At t = 0, s = 0, which means the initial velocity is:
v_initial = 300 / 0 m/s (undefined)
At t = 3, the velocity is:
v_final = 300 / 3 m/s = 100 m/s
Now, we can calculate the change in velocity:
change in velocity = v_final - v_initial = 100 - undefined
Since we have an undefined initial velocity, we need to find the limit of the velocity as s approaches 0.
lim(s→0) (300 / s) = ∞
Therefore, we can conclude that as t approaches 0, the speed of the car approaches infinity.
Due to this, it is not possible to determine the magnitude of acceleration when t = 3 s.
To determine the magnitude of the car's acceleration at t = 3s, we need to find the derivative of the velocity function with respect to time.

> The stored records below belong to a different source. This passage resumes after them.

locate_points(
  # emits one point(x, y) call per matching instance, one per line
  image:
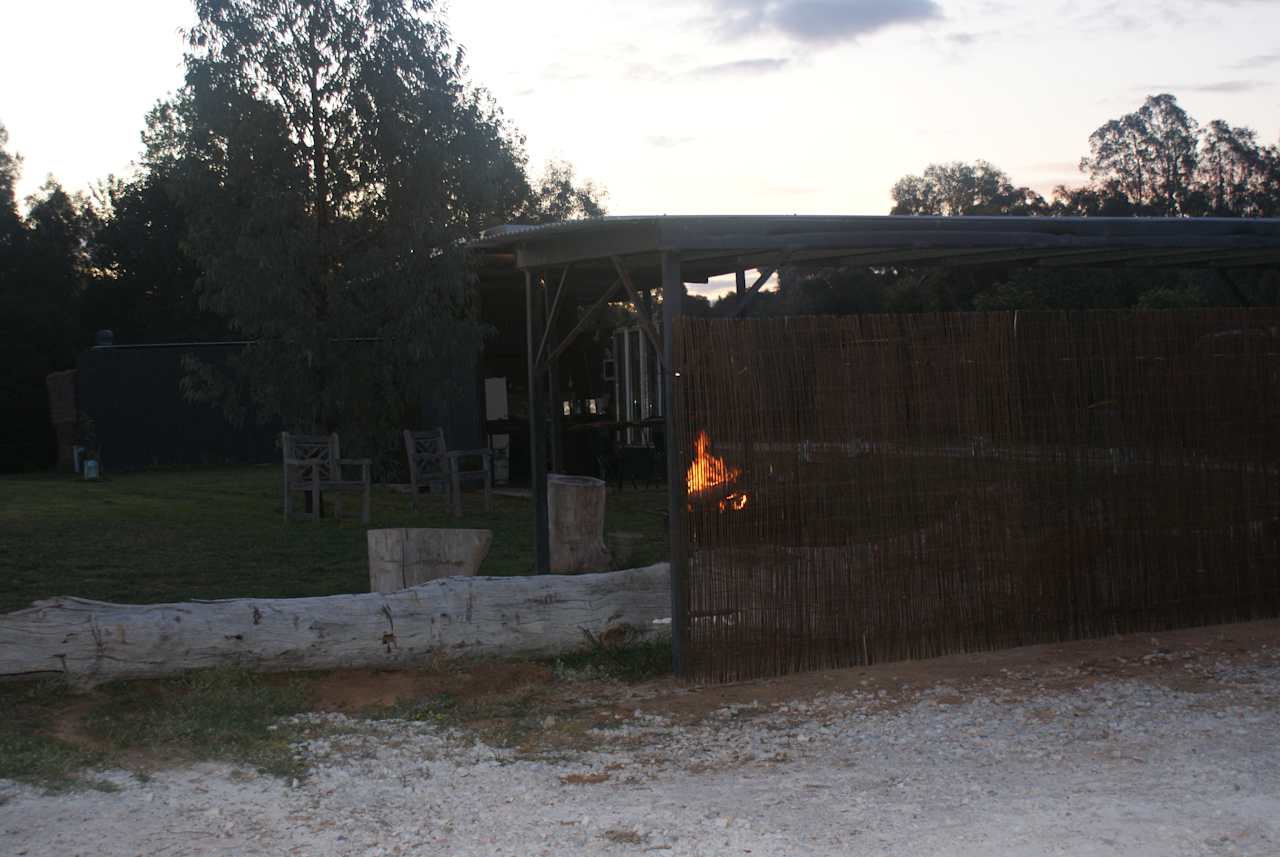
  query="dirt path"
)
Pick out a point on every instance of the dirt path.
point(1143, 746)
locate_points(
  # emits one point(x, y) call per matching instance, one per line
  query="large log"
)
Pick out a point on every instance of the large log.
point(407, 557)
point(458, 617)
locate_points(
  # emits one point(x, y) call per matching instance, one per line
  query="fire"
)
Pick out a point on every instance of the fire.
point(708, 471)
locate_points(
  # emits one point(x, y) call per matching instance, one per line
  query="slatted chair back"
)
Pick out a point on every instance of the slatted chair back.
point(433, 464)
point(307, 453)
point(428, 457)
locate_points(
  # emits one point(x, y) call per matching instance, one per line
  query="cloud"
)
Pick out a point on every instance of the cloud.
point(741, 68)
point(1256, 62)
point(1219, 87)
point(821, 21)
point(659, 141)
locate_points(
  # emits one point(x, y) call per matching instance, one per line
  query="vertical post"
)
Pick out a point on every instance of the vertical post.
point(557, 422)
point(557, 400)
point(534, 321)
point(672, 308)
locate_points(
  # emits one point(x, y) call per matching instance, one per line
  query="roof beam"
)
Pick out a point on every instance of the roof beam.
point(581, 325)
point(645, 321)
point(745, 301)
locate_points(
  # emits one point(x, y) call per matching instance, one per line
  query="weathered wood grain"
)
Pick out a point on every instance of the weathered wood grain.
point(90, 642)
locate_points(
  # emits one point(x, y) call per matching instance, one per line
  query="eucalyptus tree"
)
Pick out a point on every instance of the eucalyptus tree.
point(960, 188)
point(332, 157)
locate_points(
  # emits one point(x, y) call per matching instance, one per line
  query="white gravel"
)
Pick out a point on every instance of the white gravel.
point(1116, 768)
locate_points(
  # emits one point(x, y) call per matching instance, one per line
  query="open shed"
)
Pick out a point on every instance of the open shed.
point(787, 600)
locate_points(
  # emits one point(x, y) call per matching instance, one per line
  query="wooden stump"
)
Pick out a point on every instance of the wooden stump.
point(576, 517)
point(406, 557)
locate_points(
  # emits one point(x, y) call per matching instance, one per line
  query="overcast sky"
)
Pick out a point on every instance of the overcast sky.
point(726, 106)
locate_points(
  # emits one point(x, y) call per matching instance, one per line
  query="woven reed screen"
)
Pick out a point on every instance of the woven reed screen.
point(922, 485)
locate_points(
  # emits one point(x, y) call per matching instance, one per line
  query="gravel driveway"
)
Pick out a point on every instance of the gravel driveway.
point(1176, 752)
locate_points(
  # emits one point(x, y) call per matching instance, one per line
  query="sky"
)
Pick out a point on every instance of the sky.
point(726, 106)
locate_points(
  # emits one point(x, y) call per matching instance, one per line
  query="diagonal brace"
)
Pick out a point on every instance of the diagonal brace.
point(645, 322)
point(551, 317)
point(745, 299)
point(580, 326)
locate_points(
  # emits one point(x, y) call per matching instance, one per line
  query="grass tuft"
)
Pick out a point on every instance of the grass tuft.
point(627, 661)
point(224, 714)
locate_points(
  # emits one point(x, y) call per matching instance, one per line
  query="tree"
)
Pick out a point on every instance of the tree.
point(556, 197)
point(332, 159)
point(959, 188)
point(42, 269)
point(145, 280)
point(1239, 178)
point(1150, 155)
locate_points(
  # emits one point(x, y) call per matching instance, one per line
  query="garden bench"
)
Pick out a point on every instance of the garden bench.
point(314, 464)
point(430, 462)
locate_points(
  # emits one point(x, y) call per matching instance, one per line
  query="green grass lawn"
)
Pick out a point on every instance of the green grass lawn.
point(218, 532)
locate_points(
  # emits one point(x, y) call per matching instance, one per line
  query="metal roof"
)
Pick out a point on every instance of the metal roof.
point(714, 244)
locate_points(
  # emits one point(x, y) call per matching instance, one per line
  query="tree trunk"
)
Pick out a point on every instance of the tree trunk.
point(576, 509)
point(406, 557)
point(460, 617)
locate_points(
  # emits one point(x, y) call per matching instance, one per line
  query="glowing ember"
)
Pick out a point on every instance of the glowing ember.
point(707, 472)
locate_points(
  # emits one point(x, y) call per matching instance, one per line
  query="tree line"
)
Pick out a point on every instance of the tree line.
point(1155, 161)
point(310, 187)
point(306, 191)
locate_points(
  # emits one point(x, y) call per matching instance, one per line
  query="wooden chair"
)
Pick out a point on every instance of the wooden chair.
point(314, 464)
point(432, 462)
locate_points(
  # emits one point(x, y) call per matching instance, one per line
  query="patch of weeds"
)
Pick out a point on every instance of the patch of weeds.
point(28, 754)
point(438, 709)
point(222, 714)
point(624, 837)
point(630, 660)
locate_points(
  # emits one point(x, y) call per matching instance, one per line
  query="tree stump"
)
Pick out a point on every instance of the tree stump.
point(576, 518)
point(407, 557)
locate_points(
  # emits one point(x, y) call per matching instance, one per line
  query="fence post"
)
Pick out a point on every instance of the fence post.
point(672, 308)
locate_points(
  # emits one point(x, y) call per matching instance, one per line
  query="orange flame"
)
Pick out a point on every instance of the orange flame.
point(709, 471)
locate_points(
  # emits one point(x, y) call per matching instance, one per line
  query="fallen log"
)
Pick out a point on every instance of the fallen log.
point(90, 642)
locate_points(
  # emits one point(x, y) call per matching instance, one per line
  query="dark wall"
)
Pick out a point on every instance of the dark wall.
point(141, 418)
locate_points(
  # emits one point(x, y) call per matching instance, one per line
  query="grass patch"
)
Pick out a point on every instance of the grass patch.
point(222, 714)
point(28, 752)
point(216, 532)
point(53, 738)
point(629, 661)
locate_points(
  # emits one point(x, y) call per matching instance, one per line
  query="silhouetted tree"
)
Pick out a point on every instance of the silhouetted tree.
point(144, 285)
point(332, 160)
point(42, 269)
point(959, 188)
point(1238, 177)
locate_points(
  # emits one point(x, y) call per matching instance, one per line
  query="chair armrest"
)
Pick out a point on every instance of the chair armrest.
point(465, 453)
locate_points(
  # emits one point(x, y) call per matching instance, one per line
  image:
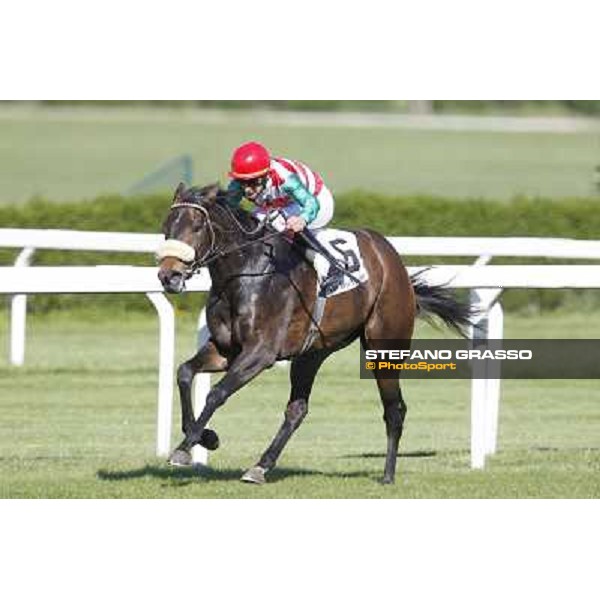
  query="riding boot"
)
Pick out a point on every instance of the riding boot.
point(311, 248)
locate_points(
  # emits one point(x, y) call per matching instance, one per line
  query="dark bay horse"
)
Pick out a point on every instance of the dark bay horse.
point(259, 311)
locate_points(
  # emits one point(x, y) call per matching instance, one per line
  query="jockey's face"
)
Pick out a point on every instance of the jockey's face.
point(253, 188)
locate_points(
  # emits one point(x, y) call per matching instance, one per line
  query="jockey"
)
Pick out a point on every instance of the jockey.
point(272, 182)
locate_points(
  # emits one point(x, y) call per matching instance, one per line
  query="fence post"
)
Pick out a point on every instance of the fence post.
point(166, 361)
point(18, 314)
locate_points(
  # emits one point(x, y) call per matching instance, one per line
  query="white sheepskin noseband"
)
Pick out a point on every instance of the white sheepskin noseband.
point(176, 249)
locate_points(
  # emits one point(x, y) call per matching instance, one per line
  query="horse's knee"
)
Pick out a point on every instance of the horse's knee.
point(216, 398)
point(185, 374)
point(393, 415)
point(296, 410)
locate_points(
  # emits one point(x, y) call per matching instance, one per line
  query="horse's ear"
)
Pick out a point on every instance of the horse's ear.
point(212, 192)
point(179, 192)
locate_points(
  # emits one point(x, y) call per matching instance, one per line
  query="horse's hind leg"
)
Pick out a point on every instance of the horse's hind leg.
point(207, 360)
point(394, 412)
point(302, 374)
point(394, 407)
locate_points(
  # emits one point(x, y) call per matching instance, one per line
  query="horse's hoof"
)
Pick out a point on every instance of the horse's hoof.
point(180, 458)
point(209, 439)
point(255, 475)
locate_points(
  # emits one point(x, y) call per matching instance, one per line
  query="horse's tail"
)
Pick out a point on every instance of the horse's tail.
point(440, 301)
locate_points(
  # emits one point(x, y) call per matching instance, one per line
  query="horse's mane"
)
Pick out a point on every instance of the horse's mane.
point(213, 195)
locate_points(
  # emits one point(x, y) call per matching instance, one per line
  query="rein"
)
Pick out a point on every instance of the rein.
point(210, 255)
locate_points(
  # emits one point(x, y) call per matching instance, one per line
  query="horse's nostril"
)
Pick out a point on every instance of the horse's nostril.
point(171, 280)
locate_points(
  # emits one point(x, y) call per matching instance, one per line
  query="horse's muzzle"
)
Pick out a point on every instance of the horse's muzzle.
point(173, 281)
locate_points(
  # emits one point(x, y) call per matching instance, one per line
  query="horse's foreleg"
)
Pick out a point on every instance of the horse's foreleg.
point(302, 374)
point(207, 360)
point(246, 366)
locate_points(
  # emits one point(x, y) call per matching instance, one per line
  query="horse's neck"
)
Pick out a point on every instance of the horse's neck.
point(249, 265)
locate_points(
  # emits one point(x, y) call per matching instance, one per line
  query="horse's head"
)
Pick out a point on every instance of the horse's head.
point(189, 235)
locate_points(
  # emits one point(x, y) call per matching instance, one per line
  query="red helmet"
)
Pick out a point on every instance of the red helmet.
point(249, 161)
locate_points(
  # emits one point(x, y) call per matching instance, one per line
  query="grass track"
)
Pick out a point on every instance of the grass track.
point(79, 421)
point(75, 154)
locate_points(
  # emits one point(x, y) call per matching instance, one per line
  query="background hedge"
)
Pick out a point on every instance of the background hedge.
point(414, 216)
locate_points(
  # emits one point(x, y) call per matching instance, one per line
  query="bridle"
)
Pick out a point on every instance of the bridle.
point(211, 254)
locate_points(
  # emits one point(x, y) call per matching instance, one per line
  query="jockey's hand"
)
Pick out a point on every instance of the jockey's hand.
point(296, 224)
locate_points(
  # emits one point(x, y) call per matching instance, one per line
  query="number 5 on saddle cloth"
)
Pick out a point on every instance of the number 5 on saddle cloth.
point(334, 254)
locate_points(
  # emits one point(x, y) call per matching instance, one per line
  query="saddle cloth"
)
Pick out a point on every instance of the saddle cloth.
point(343, 246)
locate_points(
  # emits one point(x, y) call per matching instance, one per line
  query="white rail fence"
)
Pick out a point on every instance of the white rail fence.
point(486, 283)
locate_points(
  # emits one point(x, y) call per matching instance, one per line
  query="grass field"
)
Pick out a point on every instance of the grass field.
point(79, 421)
point(71, 154)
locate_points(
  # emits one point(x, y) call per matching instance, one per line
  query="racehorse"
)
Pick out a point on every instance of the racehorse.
point(259, 311)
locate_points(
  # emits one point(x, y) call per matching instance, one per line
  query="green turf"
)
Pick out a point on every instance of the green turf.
point(79, 421)
point(74, 154)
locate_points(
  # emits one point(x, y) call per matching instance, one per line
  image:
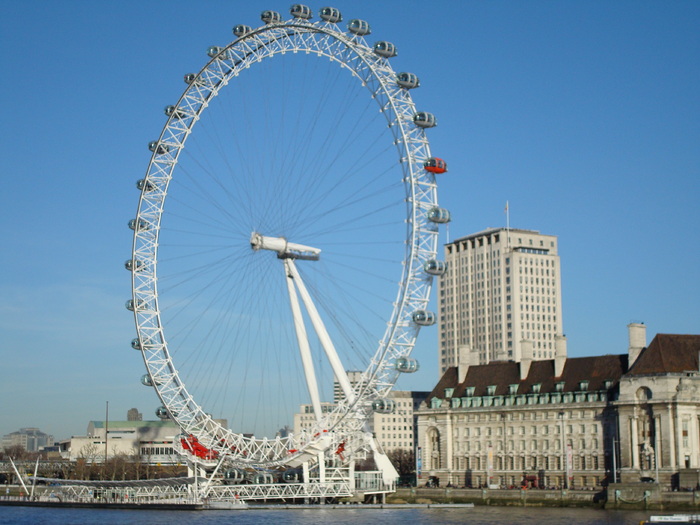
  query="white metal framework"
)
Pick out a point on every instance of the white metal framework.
point(332, 435)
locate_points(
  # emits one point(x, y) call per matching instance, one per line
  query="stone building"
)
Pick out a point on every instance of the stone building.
point(658, 410)
point(566, 422)
point(500, 292)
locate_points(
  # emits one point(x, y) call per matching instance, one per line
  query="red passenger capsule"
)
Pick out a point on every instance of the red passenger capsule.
point(435, 165)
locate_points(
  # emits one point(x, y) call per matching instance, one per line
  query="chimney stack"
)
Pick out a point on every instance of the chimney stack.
point(463, 361)
point(527, 349)
point(559, 355)
point(638, 341)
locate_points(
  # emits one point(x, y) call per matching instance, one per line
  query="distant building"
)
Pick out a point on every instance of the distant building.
point(397, 430)
point(392, 431)
point(568, 422)
point(30, 439)
point(155, 442)
point(500, 294)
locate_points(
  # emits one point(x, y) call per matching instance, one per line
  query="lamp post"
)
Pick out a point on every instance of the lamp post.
point(565, 460)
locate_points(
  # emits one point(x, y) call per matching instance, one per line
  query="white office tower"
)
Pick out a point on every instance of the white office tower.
point(500, 299)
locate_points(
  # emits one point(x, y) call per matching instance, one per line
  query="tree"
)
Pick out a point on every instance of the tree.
point(404, 461)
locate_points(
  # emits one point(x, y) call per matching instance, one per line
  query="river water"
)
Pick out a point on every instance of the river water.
point(350, 516)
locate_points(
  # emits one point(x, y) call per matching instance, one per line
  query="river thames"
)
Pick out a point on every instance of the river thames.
point(476, 515)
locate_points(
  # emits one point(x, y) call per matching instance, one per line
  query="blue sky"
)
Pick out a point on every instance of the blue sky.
point(584, 116)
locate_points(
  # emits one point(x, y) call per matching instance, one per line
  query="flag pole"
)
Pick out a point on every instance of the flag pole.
point(507, 210)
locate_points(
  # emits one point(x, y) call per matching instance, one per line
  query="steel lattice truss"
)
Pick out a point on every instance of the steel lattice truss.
point(374, 72)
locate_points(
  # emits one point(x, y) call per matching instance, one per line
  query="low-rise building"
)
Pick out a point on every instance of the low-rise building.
point(566, 422)
point(30, 439)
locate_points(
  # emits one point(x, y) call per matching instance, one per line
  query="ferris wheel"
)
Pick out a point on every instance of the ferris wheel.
point(286, 233)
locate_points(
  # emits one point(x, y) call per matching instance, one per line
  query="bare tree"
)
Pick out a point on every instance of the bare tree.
point(404, 461)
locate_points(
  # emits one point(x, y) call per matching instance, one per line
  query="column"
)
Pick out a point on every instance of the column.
point(671, 437)
point(634, 451)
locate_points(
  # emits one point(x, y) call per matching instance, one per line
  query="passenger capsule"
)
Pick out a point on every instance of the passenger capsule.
point(330, 14)
point(385, 49)
point(435, 165)
point(139, 225)
point(439, 215)
point(359, 27)
point(293, 476)
point(241, 30)
point(435, 267)
point(214, 50)
point(234, 476)
point(262, 478)
point(406, 365)
point(142, 184)
point(134, 265)
point(158, 148)
point(384, 405)
point(301, 11)
point(147, 380)
point(173, 112)
point(130, 305)
point(271, 17)
point(407, 80)
point(425, 120)
point(424, 317)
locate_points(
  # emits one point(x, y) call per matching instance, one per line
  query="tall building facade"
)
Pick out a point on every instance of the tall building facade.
point(500, 298)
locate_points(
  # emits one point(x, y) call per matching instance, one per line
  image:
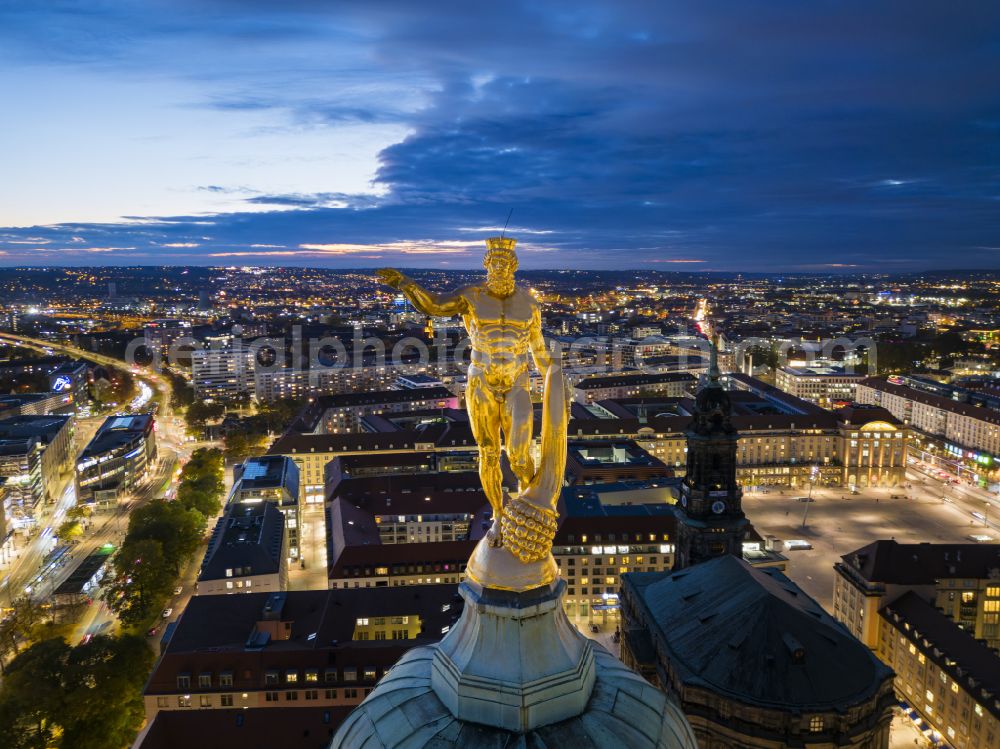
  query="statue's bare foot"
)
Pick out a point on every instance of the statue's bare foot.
point(494, 536)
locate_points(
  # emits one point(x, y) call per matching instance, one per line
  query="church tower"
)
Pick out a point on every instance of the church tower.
point(710, 519)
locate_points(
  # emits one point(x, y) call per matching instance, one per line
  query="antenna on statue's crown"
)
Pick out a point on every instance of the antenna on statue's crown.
point(504, 231)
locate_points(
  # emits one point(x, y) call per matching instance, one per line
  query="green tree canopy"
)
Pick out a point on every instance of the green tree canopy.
point(141, 581)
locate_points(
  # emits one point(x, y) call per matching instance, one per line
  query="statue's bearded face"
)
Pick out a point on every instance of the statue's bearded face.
point(500, 267)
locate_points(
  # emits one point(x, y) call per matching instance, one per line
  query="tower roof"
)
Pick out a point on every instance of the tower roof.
point(755, 636)
point(404, 712)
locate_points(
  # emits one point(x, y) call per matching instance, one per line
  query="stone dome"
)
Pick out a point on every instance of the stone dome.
point(624, 710)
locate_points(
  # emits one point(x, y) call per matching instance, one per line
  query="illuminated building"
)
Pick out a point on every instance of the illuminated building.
point(672, 384)
point(162, 334)
point(275, 480)
point(753, 661)
point(961, 580)
point(223, 370)
point(34, 452)
point(322, 648)
point(117, 459)
point(822, 385)
point(248, 551)
point(968, 434)
point(710, 519)
point(949, 681)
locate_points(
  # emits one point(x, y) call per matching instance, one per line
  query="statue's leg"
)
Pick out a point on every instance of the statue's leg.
point(484, 418)
point(517, 428)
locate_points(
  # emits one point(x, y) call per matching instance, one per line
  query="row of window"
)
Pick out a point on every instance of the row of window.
point(229, 700)
point(288, 676)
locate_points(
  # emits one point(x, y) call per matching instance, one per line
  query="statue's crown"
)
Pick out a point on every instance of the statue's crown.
point(500, 244)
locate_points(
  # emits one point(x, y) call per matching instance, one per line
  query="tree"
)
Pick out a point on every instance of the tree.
point(241, 445)
point(79, 511)
point(199, 413)
point(141, 581)
point(19, 626)
point(70, 531)
point(178, 529)
point(33, 695)
point(104, 706)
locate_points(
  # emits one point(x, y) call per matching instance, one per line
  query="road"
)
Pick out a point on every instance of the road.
point(838, 522)
point(25, 564)
point(173, 448)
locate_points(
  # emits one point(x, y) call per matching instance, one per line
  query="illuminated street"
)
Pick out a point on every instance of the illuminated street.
point(838, 522)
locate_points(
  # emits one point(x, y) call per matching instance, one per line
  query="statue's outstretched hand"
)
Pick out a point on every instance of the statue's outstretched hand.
point(390, 277)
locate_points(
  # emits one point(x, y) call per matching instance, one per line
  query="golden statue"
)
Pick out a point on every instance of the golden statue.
point(505, 328)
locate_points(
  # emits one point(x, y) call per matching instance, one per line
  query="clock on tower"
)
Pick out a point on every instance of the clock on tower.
point(710, 519)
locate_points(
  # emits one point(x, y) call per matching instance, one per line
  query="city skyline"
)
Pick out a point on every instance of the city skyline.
point(721, 137)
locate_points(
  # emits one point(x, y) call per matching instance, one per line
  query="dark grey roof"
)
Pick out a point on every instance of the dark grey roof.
point(45, 428)
point(954, 650)
point(622, 380)
point(888, 561)
point(248, 537)
point(739, 630)
point(117, 431)
point(267, 472)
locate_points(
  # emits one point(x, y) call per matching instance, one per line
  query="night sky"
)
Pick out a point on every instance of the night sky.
point(792, 135)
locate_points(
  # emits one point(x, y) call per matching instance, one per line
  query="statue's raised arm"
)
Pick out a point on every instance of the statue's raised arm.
point(438, 305)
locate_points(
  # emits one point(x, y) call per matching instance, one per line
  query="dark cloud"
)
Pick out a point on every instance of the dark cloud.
point(748, 135)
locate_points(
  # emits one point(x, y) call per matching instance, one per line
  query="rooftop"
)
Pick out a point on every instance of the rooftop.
point(955, 651)
point(923, 564)
point(320, 618)
point(929, 399)
point(45, 428)
point(752, 634)
point(642, 378)
point(248, 537)
point(117, 431)
point(267, 472)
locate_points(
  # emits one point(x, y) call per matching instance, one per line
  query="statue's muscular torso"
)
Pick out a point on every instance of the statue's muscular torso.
point(500, 332)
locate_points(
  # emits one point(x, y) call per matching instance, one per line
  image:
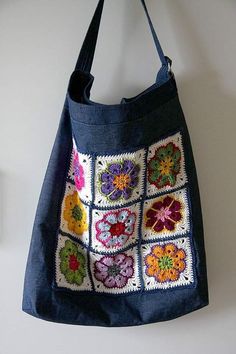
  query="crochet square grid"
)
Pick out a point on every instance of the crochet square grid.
point(139, 243)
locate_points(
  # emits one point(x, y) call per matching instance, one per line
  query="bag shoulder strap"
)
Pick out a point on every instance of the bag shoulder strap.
point(85, 59)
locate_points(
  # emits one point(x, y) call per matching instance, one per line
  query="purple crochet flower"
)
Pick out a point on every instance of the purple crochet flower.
point(120, 179)
point(114, 271)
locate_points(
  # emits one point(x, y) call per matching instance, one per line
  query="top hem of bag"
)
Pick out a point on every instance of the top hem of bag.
point(134, 106)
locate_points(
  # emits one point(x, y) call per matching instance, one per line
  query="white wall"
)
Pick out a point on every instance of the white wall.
point(39, 43)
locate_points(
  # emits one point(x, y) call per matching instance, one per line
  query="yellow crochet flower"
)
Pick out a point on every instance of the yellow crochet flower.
point(75, 215)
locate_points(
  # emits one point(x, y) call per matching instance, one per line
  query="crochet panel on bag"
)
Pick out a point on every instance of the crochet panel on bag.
point(125, 221)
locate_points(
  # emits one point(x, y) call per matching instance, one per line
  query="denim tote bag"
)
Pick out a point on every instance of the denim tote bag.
point(118, 233)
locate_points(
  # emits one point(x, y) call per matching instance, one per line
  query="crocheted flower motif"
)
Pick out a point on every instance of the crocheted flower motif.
point(114, 271)
point(119, 180)
point(74, 213)
point(72, 263)
point(78, 171)
point(163, 214)
point(164, 166)
point(165, 263)
point(115, 228)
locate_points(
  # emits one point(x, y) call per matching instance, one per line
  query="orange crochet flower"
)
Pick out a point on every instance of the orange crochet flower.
point(165, 263)
point(75, 215)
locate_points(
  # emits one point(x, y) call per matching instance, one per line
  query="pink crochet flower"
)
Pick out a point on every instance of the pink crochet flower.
point(114, 271)
point(78, 171)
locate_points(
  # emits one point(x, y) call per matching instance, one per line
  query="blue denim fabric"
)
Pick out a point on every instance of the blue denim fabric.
point(100, 129)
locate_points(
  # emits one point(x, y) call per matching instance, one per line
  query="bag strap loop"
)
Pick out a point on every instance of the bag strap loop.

Given that the speed, v, is defined as v = (300 / s) m/s, where s is in meters, we need to convert the speed function to a function of time.
Let's recall that speed is the magnitude of velocity, which is the derivative of position with respect to time.
To convert the speed function to a function of time, we need to find the relationship between s and t. Given that t = 0 when s = 0, we can set up a relationship between the two variables.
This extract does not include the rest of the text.